Le 11 mars, ce sera l’occasion pour vous de faire le bilan de vos avancées et de faire écouter votre pièce parmi les pépites sorties récemment sur la plateforme Radiola. Magna Matters va prendre ainsi son envol vers de nouvelles oreilles. Qu’apporte l’écoute publique ?

Il est important pour nous d’être en lien direct avec des auditeurices afin de pouvoir discuter et d’échanger sur les sujets que nous abordons. Nous souhaitons d’ailleurs organiser d’autres écoutes publiques dans des milieux hospitaliers, de soin, des lieux collectifs ou dans des écoles par exemple… afin de pouvoir sensibiliser sur ce sujet.
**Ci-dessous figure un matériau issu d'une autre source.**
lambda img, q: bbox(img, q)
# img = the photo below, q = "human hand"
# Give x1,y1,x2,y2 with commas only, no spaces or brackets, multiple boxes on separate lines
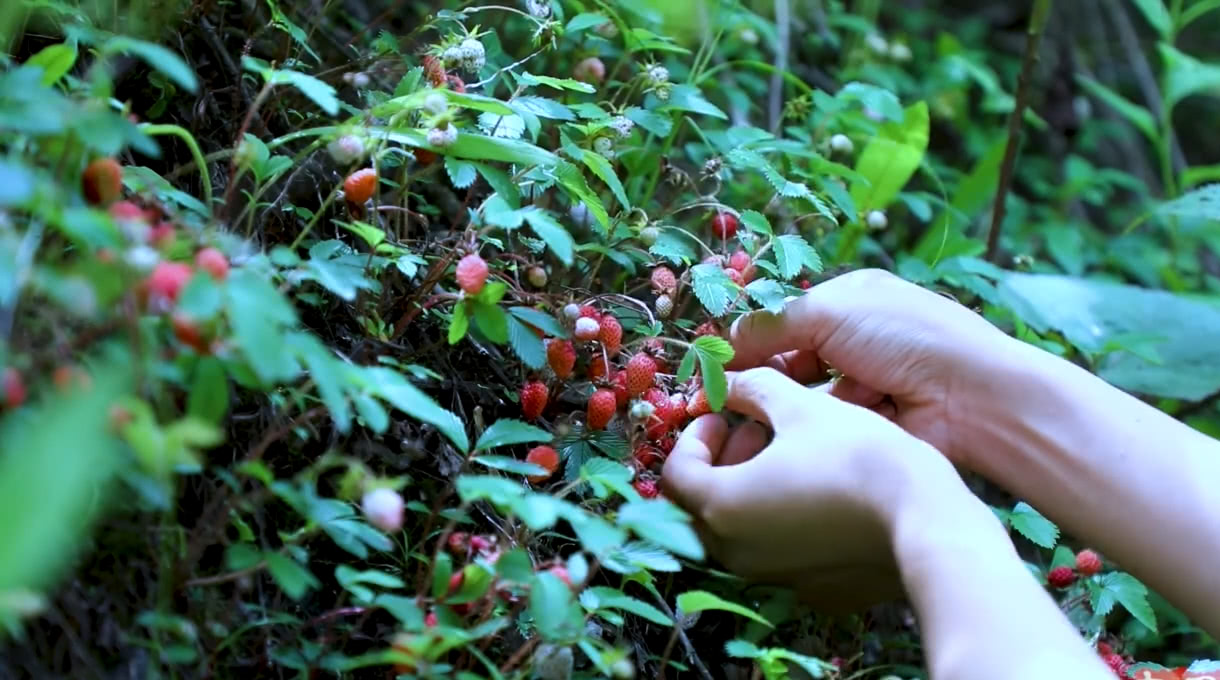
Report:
730,270,1032,466
662,367,965,610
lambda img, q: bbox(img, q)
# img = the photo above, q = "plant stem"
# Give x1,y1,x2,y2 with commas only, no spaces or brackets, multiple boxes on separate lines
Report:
986,0,1052,262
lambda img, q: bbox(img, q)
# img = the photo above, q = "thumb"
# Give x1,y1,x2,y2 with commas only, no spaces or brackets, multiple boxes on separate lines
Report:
661,414,728,516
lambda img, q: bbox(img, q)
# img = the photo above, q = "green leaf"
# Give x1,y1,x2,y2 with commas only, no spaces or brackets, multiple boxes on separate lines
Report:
264,552,322,599
772,233,822,280
475,418,551,450
187,356,229,425
1009,501,1059,548
581,149,631,210
677,591,775,628
617,499,704,559
521,208,576,266
471,300,509,344
852,101,930,212
691,264,736,316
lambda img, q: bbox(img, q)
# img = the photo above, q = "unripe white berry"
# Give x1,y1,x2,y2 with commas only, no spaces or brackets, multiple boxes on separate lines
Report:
360,488,405,532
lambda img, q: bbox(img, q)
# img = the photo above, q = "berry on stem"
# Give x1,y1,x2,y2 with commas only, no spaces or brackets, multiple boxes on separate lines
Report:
521,380,548,420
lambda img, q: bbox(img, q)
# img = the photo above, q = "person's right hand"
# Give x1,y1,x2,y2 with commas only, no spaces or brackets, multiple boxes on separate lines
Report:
730,270,1032,466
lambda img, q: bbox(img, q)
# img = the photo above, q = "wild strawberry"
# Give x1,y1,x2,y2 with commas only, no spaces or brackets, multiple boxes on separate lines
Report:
687,387,711,418
728,250,750,273
572,316,601,342
572,56,606,85
526,446,559,483
195,248,228,281
625,352,656,397
1076,551,1102,576
611,371,631,409
454,253,488,295
654,295,673,319
343,167,377,205
631,444,664,470
146,262,195,309
521,380,548,420
1047,566,1076,588
586,388,619,430
650,266,678,295
598,314,622,356
631,477,661,498
0,366,27,409
547,338,576,380
711,212,737,241
81,159,123,205
360,488,405,532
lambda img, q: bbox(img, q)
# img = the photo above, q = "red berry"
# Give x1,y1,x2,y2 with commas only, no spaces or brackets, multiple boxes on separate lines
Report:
586,388,619,430
195,248,228,281
547,338,576,380
0,366,27,409
1076,551,1102,576
81,159,123,205
728,250,750,273
631,444,664,470
526,446,559,483
1047,566,1076,588
625,352,656,395
598,314,622,356
454,253,488,295
148,262,195,303
651,266,678,295
711,212,737,241
343,167,377,205
687,387,711,418
521,380,548,420
631,477,661,498
611,371,631,409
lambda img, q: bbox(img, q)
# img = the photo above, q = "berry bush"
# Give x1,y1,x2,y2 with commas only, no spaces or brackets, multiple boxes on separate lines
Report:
0,0,1220,680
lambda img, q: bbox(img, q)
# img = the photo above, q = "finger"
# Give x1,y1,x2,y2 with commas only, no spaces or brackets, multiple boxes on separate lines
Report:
725,367,809,430
661,414,728,516
716,421,770,465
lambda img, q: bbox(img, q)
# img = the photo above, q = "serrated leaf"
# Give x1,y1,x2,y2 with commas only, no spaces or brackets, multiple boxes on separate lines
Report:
772,233,822,275
677,591,775,628
1009,501,1059,548
475,418,551,450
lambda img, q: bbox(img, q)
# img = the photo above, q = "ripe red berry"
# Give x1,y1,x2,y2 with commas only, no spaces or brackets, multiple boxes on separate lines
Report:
650,266,678,295
343,167,377,205
195,248,228,281
454,253,488,295
598,314,622,356
526,446,559,483
711,212,737,241
547,338,576,380
521,380,548,420
631,477,661,498
0,366,27,409
146,262,195,306
1076,551,1102,576
728,250,750,273
586,388,619,430
625,352,656,395
81,159,123,205
687,387,711,418
1047,566,1076,588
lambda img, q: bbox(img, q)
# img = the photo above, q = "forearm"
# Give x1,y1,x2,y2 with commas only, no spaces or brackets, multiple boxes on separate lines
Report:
966,339,1220,635
894,473,1113,680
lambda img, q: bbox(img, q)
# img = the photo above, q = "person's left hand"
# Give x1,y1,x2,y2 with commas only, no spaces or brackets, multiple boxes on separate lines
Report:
662,369,961,610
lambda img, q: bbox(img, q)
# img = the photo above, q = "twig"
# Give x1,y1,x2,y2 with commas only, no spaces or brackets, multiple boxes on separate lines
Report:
986,0,1050,262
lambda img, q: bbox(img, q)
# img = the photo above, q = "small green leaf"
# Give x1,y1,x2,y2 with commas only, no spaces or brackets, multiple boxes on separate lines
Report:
677,591,775,628
475,418,551,450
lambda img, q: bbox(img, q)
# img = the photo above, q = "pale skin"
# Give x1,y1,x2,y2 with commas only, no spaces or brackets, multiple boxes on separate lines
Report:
662,270,1220,680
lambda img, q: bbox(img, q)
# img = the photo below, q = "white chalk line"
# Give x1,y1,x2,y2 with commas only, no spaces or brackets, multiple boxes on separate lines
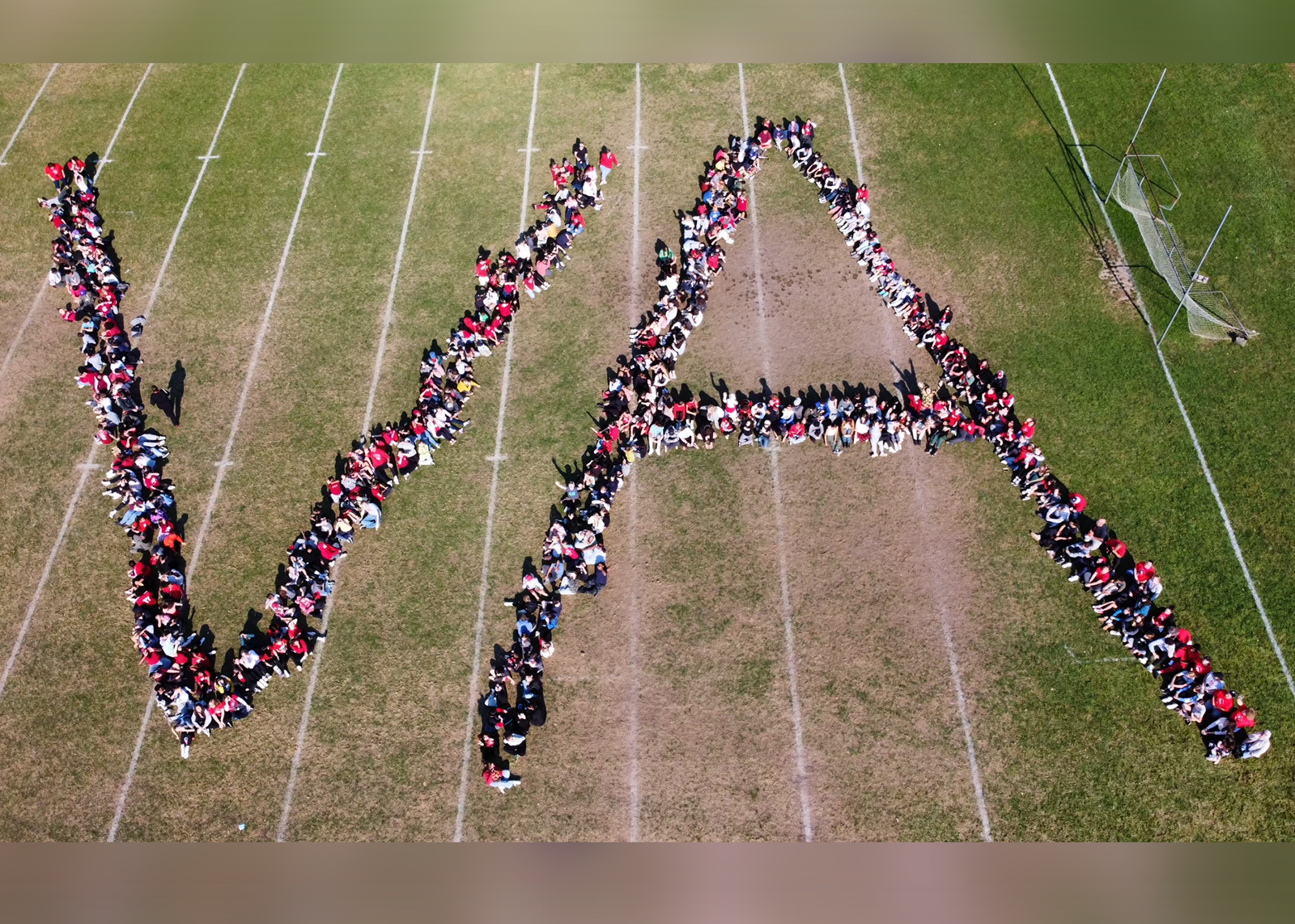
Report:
0,65,153,388
274,63,440,842
0,443,99,696
1060,642,1137,665
455,63,540,842
837,63,993,841
0,65,58,167
108,65,345,842
626,63,643,842
144,65,248,317
1044,63,1295,697
737,63,813,841
0,65,175,714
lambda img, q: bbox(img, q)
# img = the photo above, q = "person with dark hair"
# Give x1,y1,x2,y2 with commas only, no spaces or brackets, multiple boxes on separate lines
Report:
149,386,180,427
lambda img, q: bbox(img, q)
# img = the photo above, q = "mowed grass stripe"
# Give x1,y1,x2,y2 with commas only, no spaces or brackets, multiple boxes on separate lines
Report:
0,63,58,167
0,64,240,693
453,65,635,840
747,66,988,840
276,63,440,841
0,65,152,396
0,65,153,404
0,69,242,696
564,65,800,840
113,65,445,838
0,66,288,838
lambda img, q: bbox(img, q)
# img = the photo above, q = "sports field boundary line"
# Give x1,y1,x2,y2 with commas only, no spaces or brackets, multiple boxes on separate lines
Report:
144,63,248,318
108,63,346,842
0,65,199,697
274,63,440,842
737,63,813,842
626,63,643,844
0,65,153,389
0,63,58,167
455,63,540,842
837,62,993,842
1044,63,1295,697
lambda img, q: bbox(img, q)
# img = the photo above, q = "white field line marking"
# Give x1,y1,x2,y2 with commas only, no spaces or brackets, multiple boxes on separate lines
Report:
837,63,993,841
0,65,153,396
108,65,345,842
274,63,440,842
0,65,58,167
0,65,199,696
1060,642,1137,664
626,63,643,842
108,691,154,844
144,65,248,317
455,63,540,842
837,62,864,183
1044,65,1295,696
737,63,813,842
188,65,346,582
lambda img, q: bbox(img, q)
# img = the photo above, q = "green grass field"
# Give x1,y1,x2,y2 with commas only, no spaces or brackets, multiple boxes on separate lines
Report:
0,65,1295,840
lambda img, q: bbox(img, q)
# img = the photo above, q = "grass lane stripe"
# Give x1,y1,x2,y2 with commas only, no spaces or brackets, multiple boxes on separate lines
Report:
626,63,643,842
0,65,58,167
837,63,993,841
274,63,440,842
0,65,177,696
0,65,153,388
737,63,813,841
455,63,540,841
108,65,345,842
1044,65,1295,697
0,443,99,696
186,65,346,582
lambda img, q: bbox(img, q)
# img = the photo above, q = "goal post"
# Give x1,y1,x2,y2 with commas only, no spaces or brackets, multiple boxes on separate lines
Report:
1109,151,1259,343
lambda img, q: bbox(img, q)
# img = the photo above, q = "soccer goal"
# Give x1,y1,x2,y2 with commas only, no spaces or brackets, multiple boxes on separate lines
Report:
1110,145,1259,343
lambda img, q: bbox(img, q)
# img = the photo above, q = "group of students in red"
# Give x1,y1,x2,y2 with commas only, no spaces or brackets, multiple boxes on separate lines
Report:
40,140,609,758
478,109,1272,790
477,120,777,790
820,160,1272,764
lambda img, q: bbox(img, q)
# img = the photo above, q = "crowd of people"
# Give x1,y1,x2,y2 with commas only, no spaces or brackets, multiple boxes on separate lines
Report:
40,118,1271,771
478,118,1271,790
40,138,615,758
829,147,1272,764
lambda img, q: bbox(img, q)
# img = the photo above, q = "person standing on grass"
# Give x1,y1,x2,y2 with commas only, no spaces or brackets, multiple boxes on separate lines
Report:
149,386,180,427
598,145,620,186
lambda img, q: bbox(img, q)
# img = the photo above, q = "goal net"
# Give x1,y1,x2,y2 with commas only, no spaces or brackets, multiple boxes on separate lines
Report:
1112,154,1259,341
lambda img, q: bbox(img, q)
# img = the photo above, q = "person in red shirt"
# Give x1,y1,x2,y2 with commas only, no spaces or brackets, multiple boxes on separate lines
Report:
598,145,620,186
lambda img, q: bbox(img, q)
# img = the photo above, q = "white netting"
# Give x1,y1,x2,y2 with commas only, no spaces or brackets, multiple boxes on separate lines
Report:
1114,158,1258,341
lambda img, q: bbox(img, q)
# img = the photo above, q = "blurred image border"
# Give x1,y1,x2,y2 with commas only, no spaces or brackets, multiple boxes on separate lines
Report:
0,0,1295,62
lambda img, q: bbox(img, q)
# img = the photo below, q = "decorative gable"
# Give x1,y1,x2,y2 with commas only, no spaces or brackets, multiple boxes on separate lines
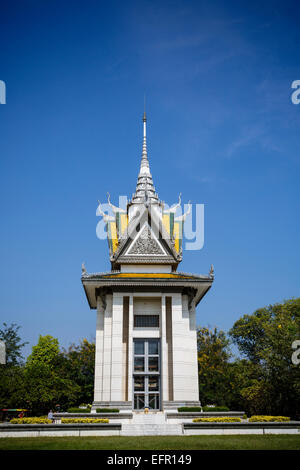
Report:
124,223,167,256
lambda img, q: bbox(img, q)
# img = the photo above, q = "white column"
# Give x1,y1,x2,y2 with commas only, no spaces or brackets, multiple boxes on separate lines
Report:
160,294,169,404
128,294,133,401
102,294,112,401
94,297,104,401
172,294,199,401
111,293,124,401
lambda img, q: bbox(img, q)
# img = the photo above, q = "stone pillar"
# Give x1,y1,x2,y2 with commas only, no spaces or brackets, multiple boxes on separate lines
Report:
128,294,133,402
110,293,124,401
102,294,112,402
172,294,199,405
94,297,104,401
160,294,169,404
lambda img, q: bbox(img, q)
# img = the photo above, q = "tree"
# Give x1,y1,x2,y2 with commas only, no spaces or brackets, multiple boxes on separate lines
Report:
197,328,231,405
63,339,95,403
24,335,80,413
0,323,28,366
229,298,300,417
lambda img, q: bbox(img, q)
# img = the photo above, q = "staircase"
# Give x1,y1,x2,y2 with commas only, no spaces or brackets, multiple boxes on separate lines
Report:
121,411,182,436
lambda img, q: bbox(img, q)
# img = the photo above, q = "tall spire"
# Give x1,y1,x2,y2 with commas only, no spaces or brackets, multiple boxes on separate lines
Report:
132,110,159,204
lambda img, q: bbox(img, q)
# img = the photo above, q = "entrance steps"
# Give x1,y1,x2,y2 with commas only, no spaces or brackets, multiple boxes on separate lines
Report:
121,412,183,436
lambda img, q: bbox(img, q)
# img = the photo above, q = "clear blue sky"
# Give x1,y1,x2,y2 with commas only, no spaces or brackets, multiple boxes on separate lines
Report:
0,0,300,360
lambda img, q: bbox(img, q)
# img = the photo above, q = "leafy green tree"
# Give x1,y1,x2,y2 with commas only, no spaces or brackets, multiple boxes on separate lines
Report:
0,323,28,366
197,328,231,405
63,339,95,404
229,298,300,417
26,335,59,369
24,335,80,414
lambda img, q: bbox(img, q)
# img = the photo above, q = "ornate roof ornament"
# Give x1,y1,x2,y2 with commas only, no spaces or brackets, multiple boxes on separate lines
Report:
131,112,159,204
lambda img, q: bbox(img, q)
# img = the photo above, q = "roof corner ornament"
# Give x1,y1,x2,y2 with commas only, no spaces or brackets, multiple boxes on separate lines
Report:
98,200,115,223
175,201,192,222
164,193,181,214
81,263,87,276
107,193,126,214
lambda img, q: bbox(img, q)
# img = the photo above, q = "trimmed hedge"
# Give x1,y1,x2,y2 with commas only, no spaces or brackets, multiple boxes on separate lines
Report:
177,406,202,413
249,415,291,423
177,406,229,413
10,418,52,424
203,406,230,411
193,416,241,423
61,418,109,424
67,408,91,413
96,408,120,413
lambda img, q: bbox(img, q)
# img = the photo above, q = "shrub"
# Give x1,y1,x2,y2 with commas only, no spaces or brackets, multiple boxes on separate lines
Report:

L’endométriose reste encore une maladie très invisibilisée, comme de nombreuses maladies chroniques. Sur le plan de la qualité sonore, nous attendons aussi beaucoup de cette diffusion. Une écoute publique permet en principe une qualité sonore optimale, foncièrement différente de l’écoute domestique. C’est aussi le plaisir d’être à plusieurs à écouter, de partager son écoute avec d’autres.

Quels sont les auteurs radiophoniques ou sonores dont vous vous sen­tez les plus proches ? 

Yann Paranthoën, Luc Ferrari, Hildegard Westerkamp, Beatrice Ferreyra pour les ancien.nes. Pour les plus récent.e.s : Cabiria Chomel, Judith Bordas, Myriam Pruvot, Charo Calvo, Gilles Mardirossian, Laure Rabillon, Juliette Volcler, Peter Cusack, Jana Winderen, Aline Penitot, Julia Drouhin, Victoire Tuaillon, Iga Vandenhove, Sophie Berger.

Quelle forme de radio défendez-vous ?

Une radio libre, intuitive, décomplexée. Des expériences plutôt que des choses toutes ficelées, lissées, dessinées. Une radio aventureuse, sensible, sensitive et physique. Une radio militante, porteuse de nouvelles perspectives, ouverte, sans tabou, expérientielle.